I have just followed the recommendation of disabling the 'Auto Switching' so that it will remain on the AMD Radeon. Lets see when happens!!!

 

Apple Dev Documentation is slipping

The quality of Apple's Developer documentation is slipping in quality. Take, for example, the Web Services Core Programming Guide: http://tinyurl.com/7rtwvj7

1) It lacks detail: How many people go looking for Objective-C documentation to understand what a Web Service is and what a SOAP message looks like?

2) The document has several links that don't work.

3) Its very short.

 

This article is worthy of the Internet. Apple should remove it, replace it with a temporary "sorry for being cr*p" page, and then replace it with something….. useful!

Rant over. Off to bed!

Wednesday 2 February 2011

Application Delivery and multi-tiered Apps

The limitations of F5's LTM availability/resilience is defined only by how much you let LTM see. If LTM is position in front of the first tier (web server) then there is difficulty in what it can determine of application availability for the tiers behind that given level. Why? Because application availability is directly related to application visibility.
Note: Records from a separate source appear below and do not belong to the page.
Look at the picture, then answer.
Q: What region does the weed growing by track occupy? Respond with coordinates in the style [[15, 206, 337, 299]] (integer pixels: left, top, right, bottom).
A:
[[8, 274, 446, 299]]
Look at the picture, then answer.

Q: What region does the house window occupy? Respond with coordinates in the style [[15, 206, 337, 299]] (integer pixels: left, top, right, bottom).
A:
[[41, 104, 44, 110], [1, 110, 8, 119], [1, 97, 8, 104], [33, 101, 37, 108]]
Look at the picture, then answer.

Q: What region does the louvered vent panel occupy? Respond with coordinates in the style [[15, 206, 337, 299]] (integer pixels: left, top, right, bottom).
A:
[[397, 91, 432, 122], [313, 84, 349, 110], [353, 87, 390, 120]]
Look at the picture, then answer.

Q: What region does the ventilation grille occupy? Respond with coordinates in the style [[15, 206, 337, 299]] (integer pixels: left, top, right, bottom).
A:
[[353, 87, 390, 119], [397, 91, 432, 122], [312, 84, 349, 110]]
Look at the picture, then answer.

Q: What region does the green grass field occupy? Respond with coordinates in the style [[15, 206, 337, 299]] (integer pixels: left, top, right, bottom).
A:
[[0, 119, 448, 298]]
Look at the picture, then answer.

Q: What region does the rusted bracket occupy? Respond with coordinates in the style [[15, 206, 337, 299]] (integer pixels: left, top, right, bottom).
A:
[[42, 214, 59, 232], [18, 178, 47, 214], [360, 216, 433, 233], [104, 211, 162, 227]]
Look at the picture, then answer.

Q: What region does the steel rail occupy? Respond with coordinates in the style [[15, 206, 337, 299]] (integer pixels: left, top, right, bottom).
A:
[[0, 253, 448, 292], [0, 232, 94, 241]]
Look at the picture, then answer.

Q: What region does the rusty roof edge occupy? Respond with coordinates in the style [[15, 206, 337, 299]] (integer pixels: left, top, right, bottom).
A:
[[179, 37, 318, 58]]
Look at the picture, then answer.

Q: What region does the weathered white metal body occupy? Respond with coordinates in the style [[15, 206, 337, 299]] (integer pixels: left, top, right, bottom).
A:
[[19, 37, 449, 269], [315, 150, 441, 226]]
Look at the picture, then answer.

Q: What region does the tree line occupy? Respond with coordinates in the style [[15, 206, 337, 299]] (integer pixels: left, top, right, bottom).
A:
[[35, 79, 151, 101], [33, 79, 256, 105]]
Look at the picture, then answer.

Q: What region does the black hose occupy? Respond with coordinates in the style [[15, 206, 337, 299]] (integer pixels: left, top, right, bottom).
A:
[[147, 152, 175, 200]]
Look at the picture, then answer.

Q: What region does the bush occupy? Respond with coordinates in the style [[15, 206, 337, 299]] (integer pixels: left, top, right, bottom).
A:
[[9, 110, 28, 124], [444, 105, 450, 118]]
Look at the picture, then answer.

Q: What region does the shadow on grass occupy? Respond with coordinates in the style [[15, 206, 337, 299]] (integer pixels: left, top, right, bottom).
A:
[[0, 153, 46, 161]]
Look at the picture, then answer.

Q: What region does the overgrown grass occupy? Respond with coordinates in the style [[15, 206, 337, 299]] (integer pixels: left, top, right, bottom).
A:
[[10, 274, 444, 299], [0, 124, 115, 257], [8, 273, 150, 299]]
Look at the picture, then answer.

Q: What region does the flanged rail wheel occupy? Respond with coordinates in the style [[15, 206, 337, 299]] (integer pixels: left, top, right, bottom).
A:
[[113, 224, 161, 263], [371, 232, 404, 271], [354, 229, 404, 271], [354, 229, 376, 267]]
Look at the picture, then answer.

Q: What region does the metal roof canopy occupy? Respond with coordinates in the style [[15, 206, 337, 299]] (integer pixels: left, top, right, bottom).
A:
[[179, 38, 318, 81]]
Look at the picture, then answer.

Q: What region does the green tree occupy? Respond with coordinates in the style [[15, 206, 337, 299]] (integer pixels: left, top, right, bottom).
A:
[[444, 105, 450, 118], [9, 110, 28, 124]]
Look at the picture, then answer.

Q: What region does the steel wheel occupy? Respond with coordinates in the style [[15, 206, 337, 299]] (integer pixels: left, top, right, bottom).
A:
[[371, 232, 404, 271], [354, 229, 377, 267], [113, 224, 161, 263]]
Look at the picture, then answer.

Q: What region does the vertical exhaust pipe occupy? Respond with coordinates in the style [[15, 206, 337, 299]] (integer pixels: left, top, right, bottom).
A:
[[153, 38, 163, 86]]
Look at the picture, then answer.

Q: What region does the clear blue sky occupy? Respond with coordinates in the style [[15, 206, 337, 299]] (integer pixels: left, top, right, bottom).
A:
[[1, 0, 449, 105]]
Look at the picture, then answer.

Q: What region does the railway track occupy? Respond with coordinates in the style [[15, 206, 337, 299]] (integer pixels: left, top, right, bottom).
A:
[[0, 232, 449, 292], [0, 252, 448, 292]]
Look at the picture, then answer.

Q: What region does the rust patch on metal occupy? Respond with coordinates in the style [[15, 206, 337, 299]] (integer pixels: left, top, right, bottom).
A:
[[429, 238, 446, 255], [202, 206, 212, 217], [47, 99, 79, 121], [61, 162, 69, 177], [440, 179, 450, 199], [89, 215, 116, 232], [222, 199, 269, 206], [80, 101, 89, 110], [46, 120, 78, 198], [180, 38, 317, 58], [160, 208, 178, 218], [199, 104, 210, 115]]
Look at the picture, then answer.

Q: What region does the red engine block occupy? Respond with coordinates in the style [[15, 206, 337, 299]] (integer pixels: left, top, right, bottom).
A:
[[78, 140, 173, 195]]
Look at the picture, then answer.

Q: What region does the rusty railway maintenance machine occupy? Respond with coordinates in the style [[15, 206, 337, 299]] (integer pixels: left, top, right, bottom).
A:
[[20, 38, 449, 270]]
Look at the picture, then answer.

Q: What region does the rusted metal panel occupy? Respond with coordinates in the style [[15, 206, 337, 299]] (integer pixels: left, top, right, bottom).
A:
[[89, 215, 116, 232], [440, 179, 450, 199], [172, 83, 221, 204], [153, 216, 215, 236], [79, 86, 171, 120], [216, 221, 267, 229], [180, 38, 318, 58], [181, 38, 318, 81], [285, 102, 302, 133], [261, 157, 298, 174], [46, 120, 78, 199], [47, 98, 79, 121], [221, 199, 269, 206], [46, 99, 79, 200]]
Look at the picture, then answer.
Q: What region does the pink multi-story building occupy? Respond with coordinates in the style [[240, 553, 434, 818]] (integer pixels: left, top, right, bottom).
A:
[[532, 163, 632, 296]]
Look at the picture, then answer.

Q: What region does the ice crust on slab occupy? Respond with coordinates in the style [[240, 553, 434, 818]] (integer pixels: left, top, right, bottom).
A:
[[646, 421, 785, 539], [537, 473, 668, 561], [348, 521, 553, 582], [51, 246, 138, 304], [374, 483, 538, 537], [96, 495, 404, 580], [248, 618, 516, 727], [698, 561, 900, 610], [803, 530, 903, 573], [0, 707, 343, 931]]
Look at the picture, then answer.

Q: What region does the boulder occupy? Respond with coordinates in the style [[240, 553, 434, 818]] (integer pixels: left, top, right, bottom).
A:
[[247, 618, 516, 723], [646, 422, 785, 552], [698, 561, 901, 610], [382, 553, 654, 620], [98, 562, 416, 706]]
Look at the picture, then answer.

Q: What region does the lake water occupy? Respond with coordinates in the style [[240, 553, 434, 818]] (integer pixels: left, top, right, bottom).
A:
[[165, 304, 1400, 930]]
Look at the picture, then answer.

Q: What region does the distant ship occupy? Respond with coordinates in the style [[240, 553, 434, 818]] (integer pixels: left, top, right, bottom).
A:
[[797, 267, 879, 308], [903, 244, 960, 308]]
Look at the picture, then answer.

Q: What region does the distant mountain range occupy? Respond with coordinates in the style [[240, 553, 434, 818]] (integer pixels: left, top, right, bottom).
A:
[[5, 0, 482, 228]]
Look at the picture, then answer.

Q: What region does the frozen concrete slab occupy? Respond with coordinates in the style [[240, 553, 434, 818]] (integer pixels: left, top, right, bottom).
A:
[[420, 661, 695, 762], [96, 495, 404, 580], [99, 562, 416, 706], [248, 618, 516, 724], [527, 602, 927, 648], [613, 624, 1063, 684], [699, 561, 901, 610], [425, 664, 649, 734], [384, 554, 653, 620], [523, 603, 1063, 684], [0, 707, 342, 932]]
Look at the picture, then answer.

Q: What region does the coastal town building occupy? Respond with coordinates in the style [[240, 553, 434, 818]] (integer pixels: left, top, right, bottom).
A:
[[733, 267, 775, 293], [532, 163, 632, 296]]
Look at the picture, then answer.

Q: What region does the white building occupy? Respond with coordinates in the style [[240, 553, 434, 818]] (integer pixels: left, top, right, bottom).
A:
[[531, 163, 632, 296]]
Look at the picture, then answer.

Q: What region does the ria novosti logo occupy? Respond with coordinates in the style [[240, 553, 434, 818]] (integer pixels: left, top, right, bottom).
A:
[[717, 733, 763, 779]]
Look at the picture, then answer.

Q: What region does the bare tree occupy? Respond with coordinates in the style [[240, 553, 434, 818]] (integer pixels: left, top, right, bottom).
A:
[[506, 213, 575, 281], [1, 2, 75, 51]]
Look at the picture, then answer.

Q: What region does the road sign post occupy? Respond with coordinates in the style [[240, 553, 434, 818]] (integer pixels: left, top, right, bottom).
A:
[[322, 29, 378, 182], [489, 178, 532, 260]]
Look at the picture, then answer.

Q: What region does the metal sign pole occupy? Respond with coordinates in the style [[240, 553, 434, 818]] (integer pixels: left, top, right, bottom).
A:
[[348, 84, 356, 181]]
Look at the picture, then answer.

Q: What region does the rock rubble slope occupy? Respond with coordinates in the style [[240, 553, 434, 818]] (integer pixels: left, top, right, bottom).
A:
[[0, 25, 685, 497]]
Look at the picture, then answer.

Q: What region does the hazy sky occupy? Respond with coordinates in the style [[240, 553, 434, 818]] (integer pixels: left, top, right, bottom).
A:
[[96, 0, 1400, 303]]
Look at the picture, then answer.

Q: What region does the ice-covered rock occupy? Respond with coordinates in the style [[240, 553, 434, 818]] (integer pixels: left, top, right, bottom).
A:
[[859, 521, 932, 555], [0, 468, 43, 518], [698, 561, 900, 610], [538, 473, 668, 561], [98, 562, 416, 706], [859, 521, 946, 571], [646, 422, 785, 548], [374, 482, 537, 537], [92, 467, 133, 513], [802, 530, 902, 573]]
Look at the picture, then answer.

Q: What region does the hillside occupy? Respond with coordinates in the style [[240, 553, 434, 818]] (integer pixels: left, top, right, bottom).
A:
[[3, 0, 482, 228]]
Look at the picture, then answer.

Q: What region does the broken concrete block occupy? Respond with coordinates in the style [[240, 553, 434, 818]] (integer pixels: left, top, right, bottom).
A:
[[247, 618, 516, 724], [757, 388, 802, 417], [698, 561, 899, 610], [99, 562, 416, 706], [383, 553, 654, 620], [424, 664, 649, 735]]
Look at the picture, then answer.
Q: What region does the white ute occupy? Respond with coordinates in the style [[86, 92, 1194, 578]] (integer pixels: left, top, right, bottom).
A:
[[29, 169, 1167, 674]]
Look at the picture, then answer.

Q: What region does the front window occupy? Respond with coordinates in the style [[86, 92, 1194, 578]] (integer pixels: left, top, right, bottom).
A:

Consider a market trader, his produce is delivered daily. He can only sell what he sees at that immediate moment. However, a market trader that meets with the produce growers has insight into delivery today and in the future. And insight into trend delivers opportunity to react ahead of crisis.

This is no different for Application Delivery. F5's core development is to ensure fast and reliable delivery but even we struggle to make assurances for what we cannot see.

Ideally, Virtualise each tier of the App with an F5 LTM that is monitoring and measuring in real time. Alternatively, there will always be guess work.

Reference: http://www.f5.com/f5world/articles/volume8/F5World08-8-ways-to-virtualize.pdf

Thursday 27 January 2011

Overcommitting CPU can be safe

When discussing virtualisation adoption projects, I always ask the question, "How will you realise the consolidation & agility promise that should arise from your investment?". As many of you know, swapping tin for hypervisor offers you little. And, specifically in terms of offload, F5's technology provides significant, albeit the same, benefits whether the service is virtualised or not.

Further consolidation requires automated cause & effect and adding a management tool to the mix that can Observe & React to real-time conditions is the key to getting more out of your infrastructure. Its intelligent automation that allows you to safely implement resource over-subscription; the process of promising a greater sum of RAM & CPU to Virtual Machines than the physical host can actually deliver.

In terms of observation, we've all seen the capabilities of monitoring and reporting tools but a terabyte of analytics doesn't help you deliver a lean, demand-driven service. How far you can sweat your infrastructure (overcommit) depends entirely on how fast the management tools can react to a changes in resource demand.

The challenge of overcommit lies in defining the rules of what is safe. One must define scaling guidelines appropriate to service SLA's. Something along the lines of, "Service Level 1: for every minute it takes to react to an increase in demand, beyond a prescribed threshold, a buffer of x% free resources is required on the host", or words to that effect. The range between your threshold, the trigger to start provisioning a service more resource, and the point at which overcommit has maxed out the host is your calculated risk.

As I see it, how lean you run a service before initiating use of an elastic burst solution comes from the level of confidence you have in your metrics for tolerance Vs. how quick you can adapt.